Comment by conductrics

13 years ago

If you are using an epsilon-greedy approach (or something similar), then I believe that the data collected during the exploration portion - (the random calls) are open, albeit with less power due to reduced sample size, to standard hypothesis testing. Think of it this way, you might normally run your experiment on a subset of your traffic (population) - so only 20%, with the rest (80%) getting the current experience. With the e-greedy type of approach you are just swapping the 'current experience' with the maximum estimated experience, but that other 20% is still a random draw.

The draws aren't independent. At any given time, the probability of assigning a user to a cohort is dependent upon a function of the previous observations (in other words, it's a markov model).

The standard confidence tests -- t-tests, G-tests, chi-squared tests, etc. -- based on distributions of independent, identically distributed (iid) data.

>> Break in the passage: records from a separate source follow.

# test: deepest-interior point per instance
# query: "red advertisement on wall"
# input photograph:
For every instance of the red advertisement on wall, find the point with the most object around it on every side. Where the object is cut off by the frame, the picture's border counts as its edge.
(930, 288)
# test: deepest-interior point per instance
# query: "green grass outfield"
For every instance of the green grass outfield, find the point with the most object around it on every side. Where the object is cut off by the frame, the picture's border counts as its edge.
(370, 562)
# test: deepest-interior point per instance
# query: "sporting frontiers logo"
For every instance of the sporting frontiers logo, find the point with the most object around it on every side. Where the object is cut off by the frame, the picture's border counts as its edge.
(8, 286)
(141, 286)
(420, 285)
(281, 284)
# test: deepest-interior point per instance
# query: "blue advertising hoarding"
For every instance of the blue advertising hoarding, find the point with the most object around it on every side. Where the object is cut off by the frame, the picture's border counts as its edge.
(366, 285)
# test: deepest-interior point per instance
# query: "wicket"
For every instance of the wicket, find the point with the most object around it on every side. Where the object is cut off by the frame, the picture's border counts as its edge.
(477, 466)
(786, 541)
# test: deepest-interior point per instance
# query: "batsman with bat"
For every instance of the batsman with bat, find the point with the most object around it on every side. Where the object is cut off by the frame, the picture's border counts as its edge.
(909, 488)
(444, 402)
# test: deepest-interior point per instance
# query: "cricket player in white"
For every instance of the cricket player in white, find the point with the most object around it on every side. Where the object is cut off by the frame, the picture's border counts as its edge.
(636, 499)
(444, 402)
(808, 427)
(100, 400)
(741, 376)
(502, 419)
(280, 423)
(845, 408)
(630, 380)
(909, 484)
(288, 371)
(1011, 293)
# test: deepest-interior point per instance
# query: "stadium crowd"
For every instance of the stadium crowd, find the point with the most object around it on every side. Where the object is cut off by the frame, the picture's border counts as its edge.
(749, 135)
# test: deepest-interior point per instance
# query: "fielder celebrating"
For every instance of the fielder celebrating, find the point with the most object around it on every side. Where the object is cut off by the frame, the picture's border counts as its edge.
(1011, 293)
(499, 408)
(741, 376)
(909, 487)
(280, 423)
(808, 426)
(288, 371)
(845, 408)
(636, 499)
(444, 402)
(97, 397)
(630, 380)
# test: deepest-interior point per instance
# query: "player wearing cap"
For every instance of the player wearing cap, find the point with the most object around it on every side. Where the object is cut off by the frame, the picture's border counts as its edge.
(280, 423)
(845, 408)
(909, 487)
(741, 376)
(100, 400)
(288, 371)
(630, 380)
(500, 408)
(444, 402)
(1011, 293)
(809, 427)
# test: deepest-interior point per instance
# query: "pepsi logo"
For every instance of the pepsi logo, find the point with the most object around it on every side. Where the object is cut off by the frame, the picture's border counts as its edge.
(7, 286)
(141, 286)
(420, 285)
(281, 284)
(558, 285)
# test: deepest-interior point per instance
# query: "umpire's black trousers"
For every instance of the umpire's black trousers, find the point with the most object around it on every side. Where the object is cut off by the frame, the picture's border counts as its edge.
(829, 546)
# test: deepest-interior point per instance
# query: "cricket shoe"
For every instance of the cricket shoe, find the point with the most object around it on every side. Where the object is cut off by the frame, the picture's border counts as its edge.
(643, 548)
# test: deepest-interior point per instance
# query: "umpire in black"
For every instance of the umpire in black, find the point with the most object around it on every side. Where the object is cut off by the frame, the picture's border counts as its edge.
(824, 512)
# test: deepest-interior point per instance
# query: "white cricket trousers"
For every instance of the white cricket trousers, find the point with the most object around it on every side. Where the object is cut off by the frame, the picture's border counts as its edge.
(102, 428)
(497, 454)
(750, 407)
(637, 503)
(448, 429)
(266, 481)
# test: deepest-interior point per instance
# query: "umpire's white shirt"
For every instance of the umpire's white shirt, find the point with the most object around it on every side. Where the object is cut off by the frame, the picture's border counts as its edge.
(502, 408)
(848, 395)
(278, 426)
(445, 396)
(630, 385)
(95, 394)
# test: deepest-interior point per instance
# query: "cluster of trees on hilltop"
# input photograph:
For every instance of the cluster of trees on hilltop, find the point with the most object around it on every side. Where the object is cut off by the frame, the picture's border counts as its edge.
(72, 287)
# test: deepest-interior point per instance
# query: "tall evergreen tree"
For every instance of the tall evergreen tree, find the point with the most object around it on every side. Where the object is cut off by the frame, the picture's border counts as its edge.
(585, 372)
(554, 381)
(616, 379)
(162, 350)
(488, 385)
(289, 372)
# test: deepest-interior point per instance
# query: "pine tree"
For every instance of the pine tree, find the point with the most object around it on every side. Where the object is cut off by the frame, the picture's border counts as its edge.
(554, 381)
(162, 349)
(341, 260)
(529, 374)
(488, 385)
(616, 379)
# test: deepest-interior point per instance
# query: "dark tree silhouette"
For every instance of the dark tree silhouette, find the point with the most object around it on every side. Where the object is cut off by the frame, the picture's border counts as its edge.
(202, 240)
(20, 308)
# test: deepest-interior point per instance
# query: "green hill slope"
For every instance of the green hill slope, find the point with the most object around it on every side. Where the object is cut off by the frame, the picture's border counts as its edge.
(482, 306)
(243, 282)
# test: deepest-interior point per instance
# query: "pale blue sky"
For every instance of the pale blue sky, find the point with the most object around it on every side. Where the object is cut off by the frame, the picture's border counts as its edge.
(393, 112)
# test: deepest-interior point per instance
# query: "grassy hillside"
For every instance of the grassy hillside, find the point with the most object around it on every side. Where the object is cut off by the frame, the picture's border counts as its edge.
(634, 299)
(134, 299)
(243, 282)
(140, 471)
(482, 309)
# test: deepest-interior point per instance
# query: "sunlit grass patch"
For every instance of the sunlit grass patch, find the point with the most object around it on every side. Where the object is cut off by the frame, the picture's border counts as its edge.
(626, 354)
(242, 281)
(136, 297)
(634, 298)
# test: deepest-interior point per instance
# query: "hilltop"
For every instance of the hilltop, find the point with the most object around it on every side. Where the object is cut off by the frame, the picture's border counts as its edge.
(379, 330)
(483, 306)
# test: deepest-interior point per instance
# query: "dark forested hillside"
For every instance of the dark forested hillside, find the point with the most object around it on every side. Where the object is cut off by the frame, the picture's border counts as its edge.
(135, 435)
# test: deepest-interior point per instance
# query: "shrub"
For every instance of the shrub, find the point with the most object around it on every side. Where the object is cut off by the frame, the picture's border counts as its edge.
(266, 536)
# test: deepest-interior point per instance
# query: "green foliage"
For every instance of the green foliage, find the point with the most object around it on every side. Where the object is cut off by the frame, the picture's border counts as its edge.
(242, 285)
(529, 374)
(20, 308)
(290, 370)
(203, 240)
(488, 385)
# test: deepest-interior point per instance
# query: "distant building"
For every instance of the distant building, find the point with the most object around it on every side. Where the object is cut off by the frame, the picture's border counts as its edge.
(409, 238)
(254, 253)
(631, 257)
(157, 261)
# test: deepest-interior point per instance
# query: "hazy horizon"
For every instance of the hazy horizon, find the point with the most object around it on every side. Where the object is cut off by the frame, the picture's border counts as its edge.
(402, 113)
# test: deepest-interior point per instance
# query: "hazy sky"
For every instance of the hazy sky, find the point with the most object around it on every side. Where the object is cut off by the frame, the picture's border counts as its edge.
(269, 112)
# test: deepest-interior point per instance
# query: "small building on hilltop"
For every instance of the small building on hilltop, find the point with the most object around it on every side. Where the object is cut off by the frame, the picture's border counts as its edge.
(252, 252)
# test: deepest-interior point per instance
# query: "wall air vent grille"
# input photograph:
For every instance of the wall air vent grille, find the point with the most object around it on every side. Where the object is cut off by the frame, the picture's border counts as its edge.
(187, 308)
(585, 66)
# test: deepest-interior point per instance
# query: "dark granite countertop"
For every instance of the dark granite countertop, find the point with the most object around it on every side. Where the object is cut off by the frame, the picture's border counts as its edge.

I'd have to think about it more, but I believe that btilly's examples are also the most intuitive reasons why independence matters. If your data is time-dependent, then assigning users to cohorts based on past performance lets the time dependency dominate. There may be other good examples.

  • Is that true in the e-greedy case? Sure, during the exploit call, they are not independent, but during the explore portion I would assume they are, since they have been randomly assigned into the exploration pool (epsilon) and then drawn from a uniform random draw. There is no information that I can see from prior draws being used.